His yellow sheet was now on Brown’s desk, and both detectives studied it carefully:
A man’s yellow sheet (so called because the record actually was duplicated on a yellow sheet of paper; bar owners were not the only imaginative people in this city) was perhaps not as entertaining, say, as a good novel, but it did have a shorthand narrative power all its own. Goldenthal’s record had the added interest of a rising dramatic line, a climax of sorts, and then a slackening of tension just before the denouement — which was presumably yet to come.

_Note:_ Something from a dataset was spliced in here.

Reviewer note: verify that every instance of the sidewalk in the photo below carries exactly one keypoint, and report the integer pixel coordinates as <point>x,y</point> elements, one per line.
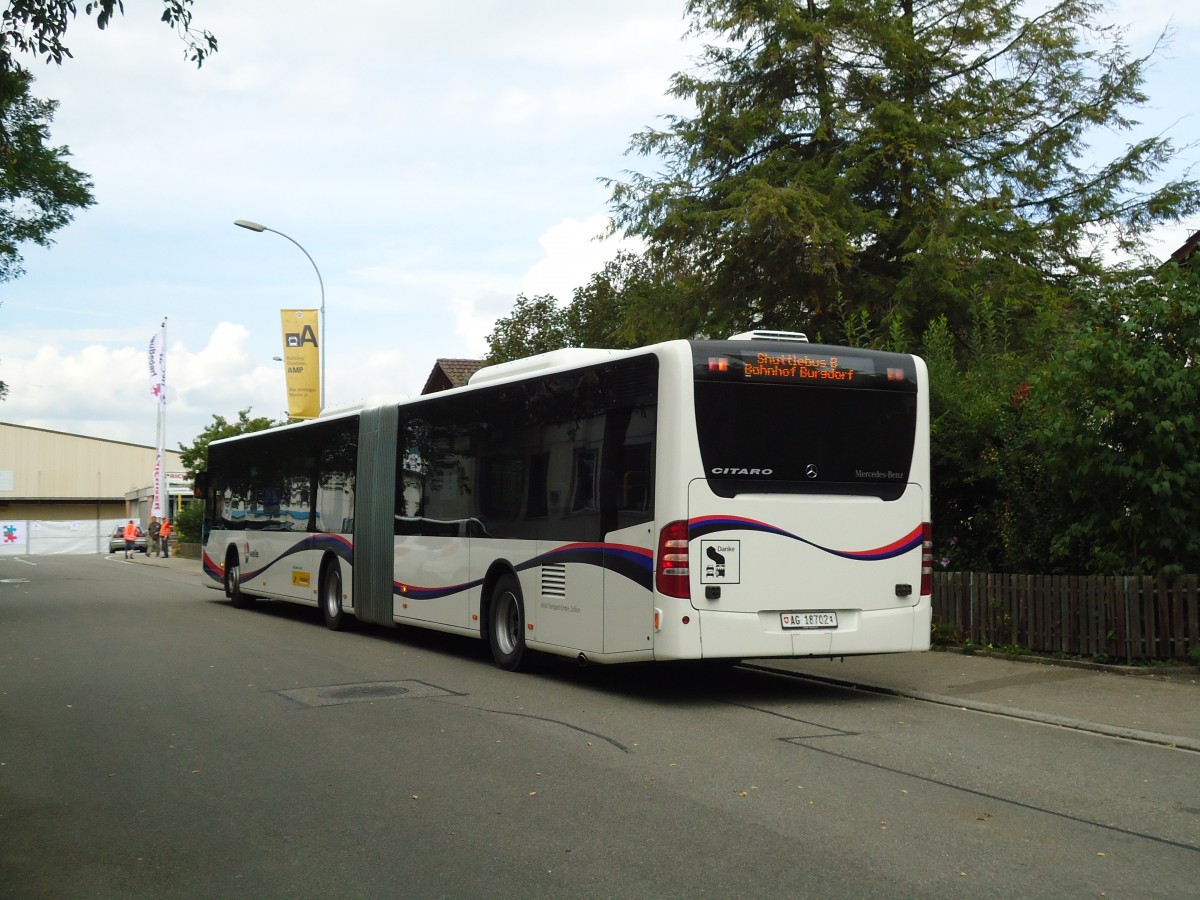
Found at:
<point>1151,705</point>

His first arrest had been at the age of sixteen, for burglary and juvenile delinquency, and he had been remanded to the Jewish Home for Boys, a correctional institution. Less than a year later, apparently back on the streets again, he had been arrested again for burglary, with the charge reduced to unlawful entry, and (the record was incomplete here) the courts had apparently shown leniency in consideration of his age — he was barely seventeen at the time — and let him off scot-free. Progressing to bigger and better things during the next year, he was arrested first on a robbery charge and then on a robbery with a gun charge, and again the courts showed mercy and let him go. Thus emboldened and encouraged, he moved on to grand larceny first and burglary third, was again busted, and this time was sent to prison. He had probably served both terms concurrently and was released on parole sometime before 1959, when apparently he decided to knock over a truck crossing state lines, thereby inviting the Federal Bureau of Investigation to step in. Carella and Brown figured the “3 yrs to serve” were the three years remaining from his prior conviction; the courts were again being lenient.